Brett Hextall scored two goals at Toyota Sports Center on Wednesday. The only thing weird about it was the uniform he was wearing — the sandstone-red-and-white of the Phoenix Coyotes.
“A couple days before I left to come to Phoenix, I was working out at the (TSC) gym,” Hextall said. “I thought, it’s weird that I’ll be back to play on the other side and I’ll be the enemy.”
As the son of the Kings’ assistant general manager Ron Hextall, the 23-year-old forward is privy to some perks. Summer access to an NHL gym is a big one. So are the genes of three generations of hockey history–great-grandfather Bryan had a Hall of Fame career; grandfather Bryan Jr. carved out a 10-year career in the NHL; great-uncle Dennis was once a winger for the Kings; while Ron was among the best goalies of his generation.
Brett Hextall’s own lineage is interesting.

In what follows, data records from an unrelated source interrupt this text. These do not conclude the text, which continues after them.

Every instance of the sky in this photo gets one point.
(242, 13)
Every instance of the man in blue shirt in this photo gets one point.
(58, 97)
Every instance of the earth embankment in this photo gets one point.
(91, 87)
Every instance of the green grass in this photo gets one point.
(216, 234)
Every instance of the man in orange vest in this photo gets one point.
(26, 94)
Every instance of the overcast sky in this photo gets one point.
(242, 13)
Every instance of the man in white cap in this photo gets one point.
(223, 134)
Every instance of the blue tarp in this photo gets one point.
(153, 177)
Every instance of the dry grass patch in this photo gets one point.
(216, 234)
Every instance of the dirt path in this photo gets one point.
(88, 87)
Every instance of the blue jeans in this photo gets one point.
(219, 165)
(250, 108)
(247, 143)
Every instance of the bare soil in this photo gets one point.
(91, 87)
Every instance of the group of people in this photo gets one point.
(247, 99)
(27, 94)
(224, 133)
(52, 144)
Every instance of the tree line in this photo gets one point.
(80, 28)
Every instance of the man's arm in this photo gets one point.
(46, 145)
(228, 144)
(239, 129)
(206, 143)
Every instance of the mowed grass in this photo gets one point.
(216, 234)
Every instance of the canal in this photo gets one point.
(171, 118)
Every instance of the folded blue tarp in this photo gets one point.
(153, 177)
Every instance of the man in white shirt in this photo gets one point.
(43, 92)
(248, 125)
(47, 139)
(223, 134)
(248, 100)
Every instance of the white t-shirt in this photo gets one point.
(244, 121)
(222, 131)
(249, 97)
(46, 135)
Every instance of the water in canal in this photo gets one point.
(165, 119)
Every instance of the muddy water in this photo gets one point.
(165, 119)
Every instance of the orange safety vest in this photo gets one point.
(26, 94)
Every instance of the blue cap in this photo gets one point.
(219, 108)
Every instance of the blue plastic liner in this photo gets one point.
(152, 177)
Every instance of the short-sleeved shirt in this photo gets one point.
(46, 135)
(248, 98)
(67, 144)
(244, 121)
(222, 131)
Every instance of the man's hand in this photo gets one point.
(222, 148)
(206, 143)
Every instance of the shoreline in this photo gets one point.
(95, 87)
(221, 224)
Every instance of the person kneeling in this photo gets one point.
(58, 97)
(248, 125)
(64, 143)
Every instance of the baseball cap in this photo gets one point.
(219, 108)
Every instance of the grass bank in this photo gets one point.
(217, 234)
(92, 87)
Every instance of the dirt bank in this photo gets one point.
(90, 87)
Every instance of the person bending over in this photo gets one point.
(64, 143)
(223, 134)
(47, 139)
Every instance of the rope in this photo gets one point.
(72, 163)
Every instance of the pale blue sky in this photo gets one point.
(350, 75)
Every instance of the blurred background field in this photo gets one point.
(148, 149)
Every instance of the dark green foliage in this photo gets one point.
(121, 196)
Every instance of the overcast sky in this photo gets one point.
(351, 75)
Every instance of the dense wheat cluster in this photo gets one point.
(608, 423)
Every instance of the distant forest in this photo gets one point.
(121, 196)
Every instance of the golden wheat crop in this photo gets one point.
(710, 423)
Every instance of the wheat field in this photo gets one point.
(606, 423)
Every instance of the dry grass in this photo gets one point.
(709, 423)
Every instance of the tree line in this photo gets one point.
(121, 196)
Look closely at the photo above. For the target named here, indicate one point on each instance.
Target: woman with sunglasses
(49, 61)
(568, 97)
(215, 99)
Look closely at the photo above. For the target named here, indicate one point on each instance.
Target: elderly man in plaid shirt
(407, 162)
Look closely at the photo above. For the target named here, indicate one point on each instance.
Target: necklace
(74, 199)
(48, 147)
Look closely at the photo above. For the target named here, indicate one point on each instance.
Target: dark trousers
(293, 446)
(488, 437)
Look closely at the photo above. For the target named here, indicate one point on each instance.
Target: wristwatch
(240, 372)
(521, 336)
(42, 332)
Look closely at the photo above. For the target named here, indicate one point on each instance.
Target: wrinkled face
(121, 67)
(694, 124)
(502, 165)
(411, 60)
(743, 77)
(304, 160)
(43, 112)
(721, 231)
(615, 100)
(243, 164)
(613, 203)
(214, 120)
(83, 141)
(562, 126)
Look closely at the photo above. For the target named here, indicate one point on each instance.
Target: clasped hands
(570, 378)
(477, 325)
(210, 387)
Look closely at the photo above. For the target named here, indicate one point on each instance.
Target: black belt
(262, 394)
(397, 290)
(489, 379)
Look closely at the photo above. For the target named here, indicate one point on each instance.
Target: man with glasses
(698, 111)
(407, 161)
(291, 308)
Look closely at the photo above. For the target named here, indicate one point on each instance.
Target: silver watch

His hometown is almost ubiquitously listed as Manhattan Beach, but he did not train on the rinks of Southern California. After growing up in Philadelphia, where Ron spent his playing and post-playing career in the front office, Brett left to play hockey at Northwood Prep –coincidentally coached by current Manchester Monarchs coach Mark Morris. Morris coached the Kings’ prospects against the Coyotes’ prospects Wednesday and Thursday.
“I know everybody,” Brett joked. “I might as well walk in their locker room and say ‘hi’ to everybody.”
If familiarity were not a factor, maybe the Kings prospects wouldn’t have been too happy to see Brett. He was mostly playing the role of agitator Wednesday, and both goals were “kind of greasy,” in his own words.
“Probably where I’m going to fit in at the NHL level, is just to be a little bit of a pest and hit guys and stay relentless, kind of be in their face,” he said. “That’s more my strength.”
The Coyotes drafted Brett in the sixth round out of the University of North Dakota in June. There’s no guarantee he’ll give the Hextalls four generations of NHL blood, but he certainly held his own in his debut. With Ron Hextall watching with many of the Kings’ front-office staff from behind a plexiglass window above the rink, Brett achieved his goal of doing his dad proud.